If the compiler can figure something out for you, why write the same thing twice?
A colleague of mine was at first very opposed to var, just as you are, but has now started using it habitually. He was worried it would make programs less self-documenting, but in practice that's caused more by overly long methods.
var MyCustomers = from c in Customers
where c.City="Madrid"
select new { c.Company, c.Mail };
If I need only Company and Mail from Customers collection. It's nonsense define new type with members what I need.
If you feel that giving the same information twice reduces errors (the designers of many web forms that insist you type in your email address twice seem to agree), then you'll probably hate var. If you write a lot of code that uses complicated type specifications then it's a godsend.
EDIT: To exapand this a bit (incase it sounds like I'm not in favour of var):
In the UK (at least at the time I went), it was standard practice to make Computer Science students learn how to program in Standard ML. Like other functional languages it has a type system that puts languages in the C++/Java mould to shame.
Anyway, what I noticed at the time (and heard similar remarks from other students) was that it was a nightmare to get your SML programs to compile because the compiler was so increadibly picky about types, but once the did compile, they almost always ran without error.
This aspect of SML (and other functional languages) seems to be one the questioner sees as a 'good thing' - i.e. that anything that helps the compiler catch more errors at compile time is good.
Now here's the thing with SML: it uses type inference exclusively when assigning. So I don't think type inference can be inherently bad.
I agree with others that var eliminates redundancy. I have decided to use var where it eliminates redundancy as much as possible. I think consistency is important. Choose a style and stick with it through a project.
As Earwicker indicated, there are some functional languages, Haskell being one and F# being another, where such type inference is used much more pervasively -- the C# analogy would be declaring the return types and parameter types of methods as "var", and then having the compiler infer the static type for you. Static and explicit typing are two orthogonal concerns.
In fact, is it even correct to say that use of "var" is dynamic typing? From what I understood, that's what the new "dynamic" keyword in C# 4.0 is for. "var" is for static type inference. Correct me if I am wrong.
I must admit when i first saw the var keyword pop up i was very skeptical.
However it is definitely an easy way to shorten the lines of a new declaration, and i use it all the time for that.
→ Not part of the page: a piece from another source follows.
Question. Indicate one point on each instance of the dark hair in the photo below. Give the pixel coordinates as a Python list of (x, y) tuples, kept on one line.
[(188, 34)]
However when i change the type of an underlying method, and accept the return type using var. I do get the occasional run time error. Most are still picked up by the compiler.
The secound issue i run into is when i am not sure what method to use (and i am simply looking through the auto complete). IF i choose the wrong one and expect it to be type FOO and it is type BAR then it takes a while to figure that out.
If i had of literally specified the variable type in both cases it would have saved a bit of frustration.
overall the benefits exceed the problems.
I have to dissent with the view that var reduces redundancy in any meaningful way. In the cases that have been put forward here, type inference can and should come out of the IDE, where it can be applied much more liberally with no loss of readability.